Thursday, September 17, 2015

Should Artificial Sweeteners Be a Concern for My Digestion?

Pick your poison: the white one (sugar), the yellow one (Splenda - sucralose), the pink one (Sweet n Low - saccharin), the blue one (Equal - aspartame)...or do you think your better off with   What does your gut (literally) say?  Is zero calories or "natural" more important to you?  What are sweeteners doing to you?  What are your alternatives?

http://www.gettingfittogether.com/should-artificial-sweeteners-be-a-concern-for-my-digestion/#!155

The use of artificial sweeteners in drinks and food has risen over the past decade. This should be cause for concern, and we need to be educated.Should Artificial Sweeteners be a Concern for My Digestion? is the primary question. These sweeteners can cause gut bacteria to create glucose intolerance, which in turn can lead to metabolic disease. Both glucose intolerance and metabolic disease are significant markers for obesity and diabetes.
Though Artificial Sweeteners have been long promoted as aids to weight loss and diabetes prevention, they are not beneficial to your physical health. Artificial sweeteners may actually affect the composition and function of your gut’s microorganisms.
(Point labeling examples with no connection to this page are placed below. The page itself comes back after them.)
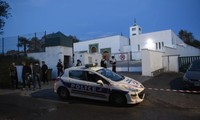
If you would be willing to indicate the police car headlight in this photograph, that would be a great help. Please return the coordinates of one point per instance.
(185, 78)
(134, 90)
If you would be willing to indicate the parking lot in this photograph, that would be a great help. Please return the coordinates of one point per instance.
(165, 99)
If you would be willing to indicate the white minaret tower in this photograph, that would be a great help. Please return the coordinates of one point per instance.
(135, 29)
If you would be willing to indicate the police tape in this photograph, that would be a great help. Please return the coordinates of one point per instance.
(173, 90)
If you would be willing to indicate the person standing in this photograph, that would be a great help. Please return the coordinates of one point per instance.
(59, 67)
(104, 62)
(44, 73)
(25, 74)
(78, 63)
(13, 75)
(36, 74)
(113, 62)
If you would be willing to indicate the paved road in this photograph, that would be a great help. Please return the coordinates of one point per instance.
(158, 104)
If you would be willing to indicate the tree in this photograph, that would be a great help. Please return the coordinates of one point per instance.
(4, 14)
(23, 42)
(35, 45)
(186, 36)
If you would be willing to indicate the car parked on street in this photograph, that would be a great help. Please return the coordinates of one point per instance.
(100, 84)
(191, 78)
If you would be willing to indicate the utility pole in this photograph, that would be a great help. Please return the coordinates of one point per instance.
(2, 46)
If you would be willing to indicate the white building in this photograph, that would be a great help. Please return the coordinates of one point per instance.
(158, 41)
(110, 44)
(57, 47)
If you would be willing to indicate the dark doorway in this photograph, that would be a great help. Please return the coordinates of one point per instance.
(66, 62)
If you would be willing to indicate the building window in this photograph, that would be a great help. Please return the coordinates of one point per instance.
(138, 47)
(159, 45)
(94, 49)
(156, 46)
(133, 29)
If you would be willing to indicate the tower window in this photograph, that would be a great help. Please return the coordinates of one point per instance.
(138, 47)
(156, 46)
(133, 29)
(159, 45)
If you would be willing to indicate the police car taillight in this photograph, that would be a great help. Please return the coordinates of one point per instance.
(57, 79)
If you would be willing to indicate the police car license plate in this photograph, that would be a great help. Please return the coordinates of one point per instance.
(197, 84)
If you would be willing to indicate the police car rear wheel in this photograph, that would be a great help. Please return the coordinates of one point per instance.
(118, 99)
(63, 93)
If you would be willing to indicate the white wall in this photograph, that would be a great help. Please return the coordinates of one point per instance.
(182, 50)
(87, 58)
(151, 61)
(149, 40)
(170, 63)
(116, 44)
(52, 55)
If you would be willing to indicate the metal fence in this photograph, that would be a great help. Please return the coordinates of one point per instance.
(126, 63)
(33, 42)
(184, 62)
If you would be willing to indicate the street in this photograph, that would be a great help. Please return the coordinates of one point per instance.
(163, 100)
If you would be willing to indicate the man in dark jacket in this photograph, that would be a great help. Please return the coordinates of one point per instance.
(13, 75)
(36, 74)
(25, 74)
(44, 73)
(59, 67)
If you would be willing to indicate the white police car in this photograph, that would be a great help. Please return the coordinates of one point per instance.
(100, 84)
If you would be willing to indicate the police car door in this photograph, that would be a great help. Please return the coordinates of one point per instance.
(78, 83)
(96, 90)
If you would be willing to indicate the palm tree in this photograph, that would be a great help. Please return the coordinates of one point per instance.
(22, 41)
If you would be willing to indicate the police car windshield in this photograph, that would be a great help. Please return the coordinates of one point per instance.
(110, 74)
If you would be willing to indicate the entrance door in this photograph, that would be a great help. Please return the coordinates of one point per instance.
(66, 61)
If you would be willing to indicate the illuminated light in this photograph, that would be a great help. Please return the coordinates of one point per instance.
(149, 44)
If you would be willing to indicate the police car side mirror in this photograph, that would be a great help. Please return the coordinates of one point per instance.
(100, 82)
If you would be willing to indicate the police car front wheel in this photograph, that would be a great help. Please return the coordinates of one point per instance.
(117, 99)
(63, 93)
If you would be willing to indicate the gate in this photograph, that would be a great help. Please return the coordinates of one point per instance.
(184, 62)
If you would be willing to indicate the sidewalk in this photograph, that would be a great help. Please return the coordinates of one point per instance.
(26, 92)
(135, 76)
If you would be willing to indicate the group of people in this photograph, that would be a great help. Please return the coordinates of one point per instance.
(31, 73)
(103, 63)
(112, 61)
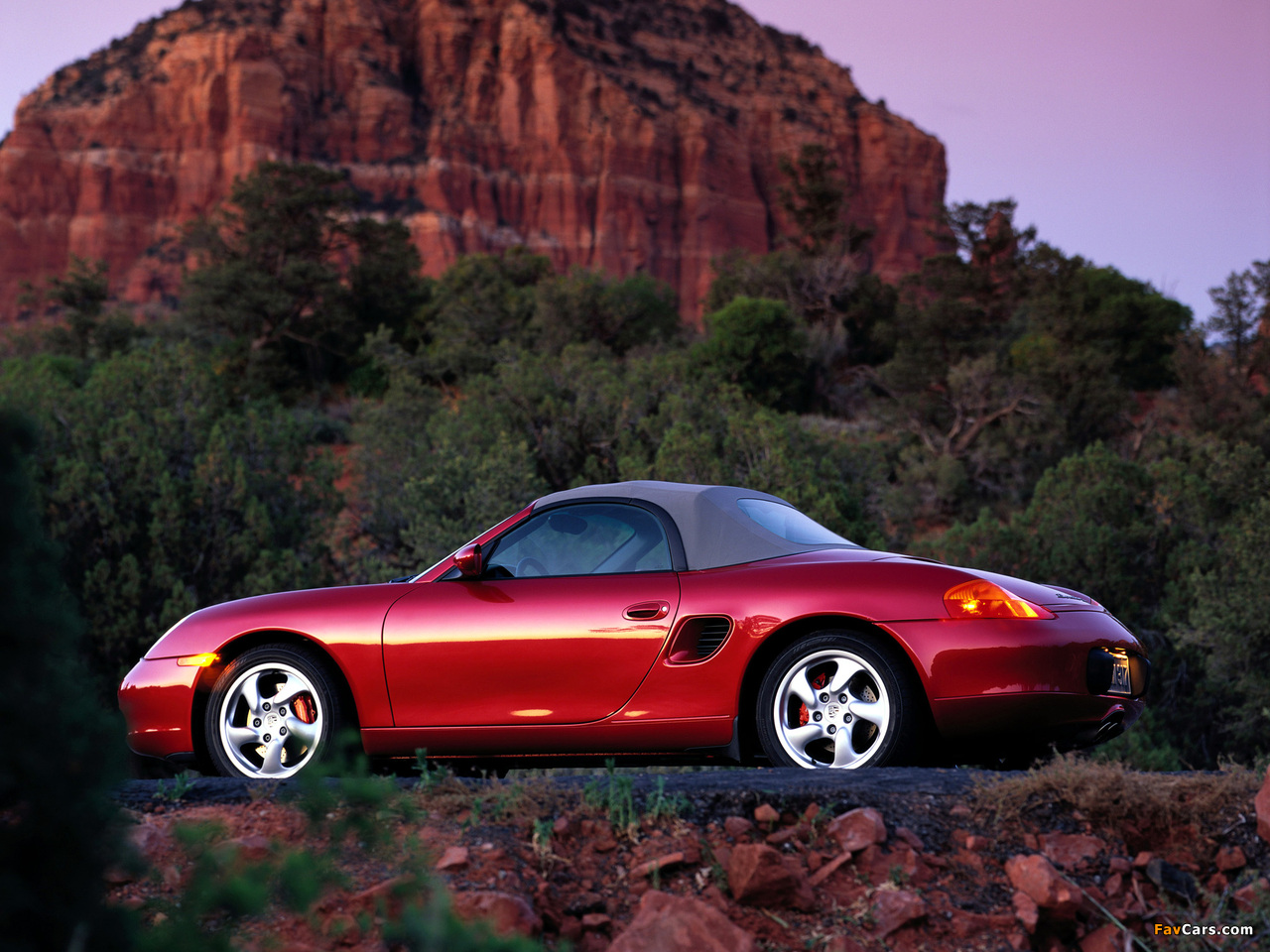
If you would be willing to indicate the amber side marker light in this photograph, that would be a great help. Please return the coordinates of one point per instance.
(198, 660)
(983, 599)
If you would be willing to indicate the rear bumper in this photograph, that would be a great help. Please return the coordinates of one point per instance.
(158, 701)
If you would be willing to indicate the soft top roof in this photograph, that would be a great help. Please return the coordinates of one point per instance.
(715, 532)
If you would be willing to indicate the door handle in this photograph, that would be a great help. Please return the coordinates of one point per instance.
(647, 611)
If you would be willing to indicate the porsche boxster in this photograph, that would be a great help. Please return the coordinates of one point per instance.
(652, 619)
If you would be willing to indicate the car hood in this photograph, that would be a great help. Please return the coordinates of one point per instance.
(352, 613)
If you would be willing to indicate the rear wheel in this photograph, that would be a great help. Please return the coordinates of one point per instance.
(838, 699)
(272, 712)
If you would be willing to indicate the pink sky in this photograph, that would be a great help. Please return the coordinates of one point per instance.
(1134, 132)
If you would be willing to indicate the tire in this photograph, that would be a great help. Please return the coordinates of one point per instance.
(870, 694)
(272, 712)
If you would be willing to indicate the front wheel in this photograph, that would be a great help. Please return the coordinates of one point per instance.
(272, 712)
(839, 699)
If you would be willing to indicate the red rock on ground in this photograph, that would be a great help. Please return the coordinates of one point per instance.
(1070, 849)
(766, 812)
(1026, 911)
(1262, 805)
(757, 875)
(1035, 876)
(826, 870)
(667, 923)
(1105, 938)
(894, 909)
(507, 914)
(857, 829)
(452, 858)
(151, 839)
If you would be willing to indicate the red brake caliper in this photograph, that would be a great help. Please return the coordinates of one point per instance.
(817, 682)
(305, 708)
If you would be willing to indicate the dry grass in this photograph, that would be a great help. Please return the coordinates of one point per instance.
(1110, 793)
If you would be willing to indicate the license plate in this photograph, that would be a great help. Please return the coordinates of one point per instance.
(1120, 680)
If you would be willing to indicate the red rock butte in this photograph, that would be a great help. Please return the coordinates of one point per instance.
(626, 135)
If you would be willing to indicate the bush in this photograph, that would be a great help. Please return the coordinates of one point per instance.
(59, 751)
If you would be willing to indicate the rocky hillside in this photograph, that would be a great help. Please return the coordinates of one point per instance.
(621, 135)
(1079, 857)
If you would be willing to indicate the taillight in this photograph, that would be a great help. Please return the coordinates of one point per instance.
(984, 599)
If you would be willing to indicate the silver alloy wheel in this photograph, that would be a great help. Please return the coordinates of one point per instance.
(846, 706)
(262, 731)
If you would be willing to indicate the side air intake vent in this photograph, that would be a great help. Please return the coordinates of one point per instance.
(698, 638)
(712, 634)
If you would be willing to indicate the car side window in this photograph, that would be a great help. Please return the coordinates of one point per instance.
(593, 538)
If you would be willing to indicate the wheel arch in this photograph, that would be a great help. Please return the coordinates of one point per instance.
(786, 635)
(243, 644)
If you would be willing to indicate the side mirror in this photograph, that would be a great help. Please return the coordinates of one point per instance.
(468, 560)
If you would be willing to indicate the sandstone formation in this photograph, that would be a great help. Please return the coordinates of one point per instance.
(627, 135)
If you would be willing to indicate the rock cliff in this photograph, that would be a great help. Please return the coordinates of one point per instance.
(616, 134)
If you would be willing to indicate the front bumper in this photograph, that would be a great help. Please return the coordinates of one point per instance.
(158, 701)
(1024, 678)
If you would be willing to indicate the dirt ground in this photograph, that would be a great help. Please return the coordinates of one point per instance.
(1075, 856)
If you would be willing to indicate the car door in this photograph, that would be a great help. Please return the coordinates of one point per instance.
(567, 619)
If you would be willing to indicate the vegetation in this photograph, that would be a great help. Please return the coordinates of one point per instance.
(318, 412)
(59, 752)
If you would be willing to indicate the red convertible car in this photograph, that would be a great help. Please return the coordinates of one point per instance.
(647, 619)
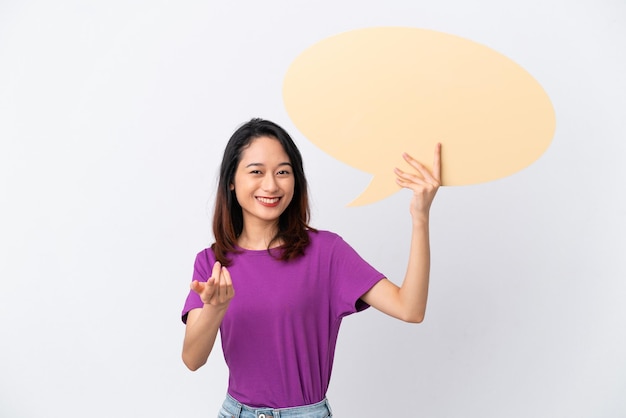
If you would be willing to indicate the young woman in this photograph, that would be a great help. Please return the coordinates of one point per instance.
(277, 289)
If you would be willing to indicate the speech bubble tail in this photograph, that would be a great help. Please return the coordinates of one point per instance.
(379, 188)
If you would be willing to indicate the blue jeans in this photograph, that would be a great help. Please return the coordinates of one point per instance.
(234, 409)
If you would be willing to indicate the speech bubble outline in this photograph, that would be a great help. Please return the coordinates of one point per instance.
(367, 95)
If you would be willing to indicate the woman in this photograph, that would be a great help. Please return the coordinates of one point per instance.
(277, 289)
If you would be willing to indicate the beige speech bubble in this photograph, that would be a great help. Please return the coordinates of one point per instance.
(367, 95)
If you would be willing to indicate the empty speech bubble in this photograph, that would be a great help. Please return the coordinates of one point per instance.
(365, 96)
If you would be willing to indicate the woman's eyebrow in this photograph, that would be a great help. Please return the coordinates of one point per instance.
(263, 165)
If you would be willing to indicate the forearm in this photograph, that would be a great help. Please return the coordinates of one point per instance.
(413, 293)
(200, 335)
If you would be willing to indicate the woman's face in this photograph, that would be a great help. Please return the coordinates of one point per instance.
(264, 181)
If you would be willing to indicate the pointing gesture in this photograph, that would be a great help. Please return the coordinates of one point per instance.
(218, 289)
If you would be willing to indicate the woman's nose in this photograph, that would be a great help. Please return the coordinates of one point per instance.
(269, 183)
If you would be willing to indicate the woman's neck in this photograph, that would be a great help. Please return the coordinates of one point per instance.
(258, 237)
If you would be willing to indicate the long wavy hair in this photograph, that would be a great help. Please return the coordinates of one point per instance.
(228, 215)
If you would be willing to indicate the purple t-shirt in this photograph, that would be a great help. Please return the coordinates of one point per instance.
(280, 330)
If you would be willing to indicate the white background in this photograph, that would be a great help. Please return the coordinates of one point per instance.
(113, 116)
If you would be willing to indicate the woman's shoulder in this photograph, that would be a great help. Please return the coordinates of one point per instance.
(206, 257)
(320, 235)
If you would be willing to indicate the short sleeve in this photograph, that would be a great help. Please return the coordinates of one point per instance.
(352, 277)
(201, 272)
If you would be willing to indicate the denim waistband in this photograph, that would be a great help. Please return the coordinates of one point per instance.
(236, 409)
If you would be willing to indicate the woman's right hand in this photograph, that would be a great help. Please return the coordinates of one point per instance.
(218, 290)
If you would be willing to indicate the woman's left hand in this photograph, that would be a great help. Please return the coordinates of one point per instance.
(424, 183)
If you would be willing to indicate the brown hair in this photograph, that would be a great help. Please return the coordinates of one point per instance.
(228, 216)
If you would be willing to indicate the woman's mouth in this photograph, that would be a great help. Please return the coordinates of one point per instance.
(268, 201)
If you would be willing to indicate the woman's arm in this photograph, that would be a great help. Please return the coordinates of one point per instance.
(408, 302)
(203, 323)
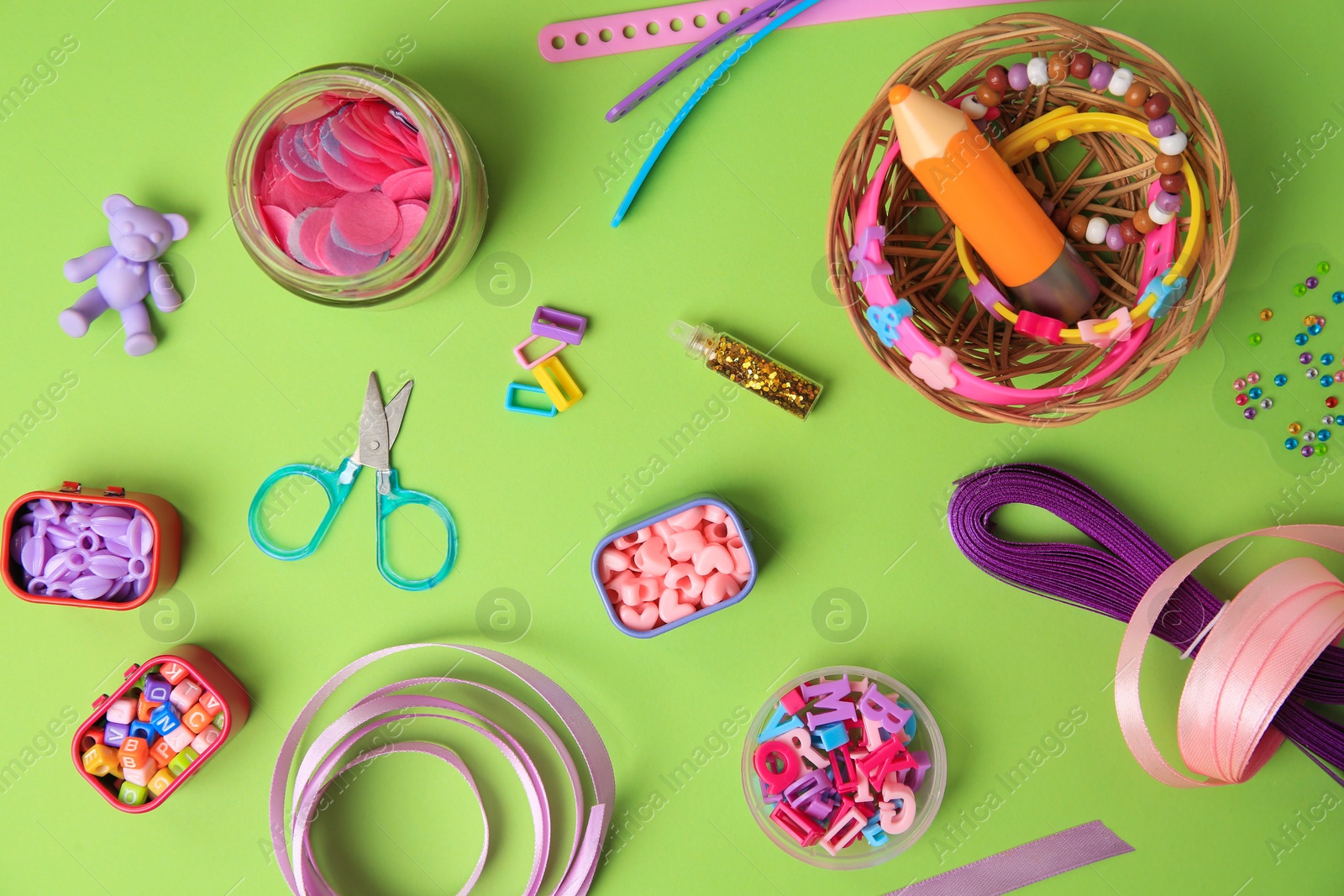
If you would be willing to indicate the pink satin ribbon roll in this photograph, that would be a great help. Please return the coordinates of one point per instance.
(1254, 652)
(327, 758)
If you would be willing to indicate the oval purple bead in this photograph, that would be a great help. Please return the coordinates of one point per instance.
(1164, 127)
(1115, 238)
(1168, 203)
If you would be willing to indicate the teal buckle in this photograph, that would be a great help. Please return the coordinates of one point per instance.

This happens because the artificial sweetener begins disturbing the gut’s microorganism balance and hastening metabolic changes.

SHOULD ARTIFICIAL SWEETENERS BE A CONCERN FOR MY DIGESTION?

Researchers have long puzzled over why non-caloric artificial sweeteners do not seem to assist in weight loss and many studies suggest they may even have an opposite effect.  One study by the department of immunology at Weizmann Institute of Science, Israel, shows that artificial sweeteners, even though sugar-free, have a direct effect on the body’s ability to utilize glucose. This is scary because Glucose intolerance has generally thought to occur when the body cannot cope with large amounts of sugar. This study shows the same harmful results from artificial sweeteners.
The Personalized Nutrition Project completed the largest human trial to date to look at the connection between nutrition and microbiota. They uncovered a significant association linking self-reported consumption of artificial sweeteners with individual configurations of gut bacteria and the propensity for glucose intolerance. They next conducted a controlled experiment, asking a group of volunteers who did not generally eat or drink artificially sweetened foods to consume them for a week and then undergo tests of their glucose levels as well as their gut microbiota composition. The findings showed that many had begun to develop glucose intolerance after one week of artificial-sweetener consumption. Therefore it is believed that certain bacteria in the guts of those who developed glucose intolerance reacted to the chemical sweeteners by secreting substances that then provoked an inflammatory response similar to sugar overdose, promoting changes in the body’s ability to utilize sugar.

SHOULD ARTIFICIAL SWEETENERS BE A CONCERN FOR MY DIGESTION?

Our individual mix of gut bacteria is a huge factor in determining how the food we eat affects us. If we are eating a lot of artificial sweeteners, colors, and ingredients we are altering our gut bacteria mix. When these organisms are altered, it affects other systems throughout our bodies, which in turn creates the tendencies to develop disorders that they were designed to prevent. This is why it is important to seek out whole food supplements and clean eating nutrition plans.
When you provide your body with real foods, whole food nutritional supplements, balanced nutrition and proper exercise your body will work better at keeping your gut’s microorganism levels where they should be.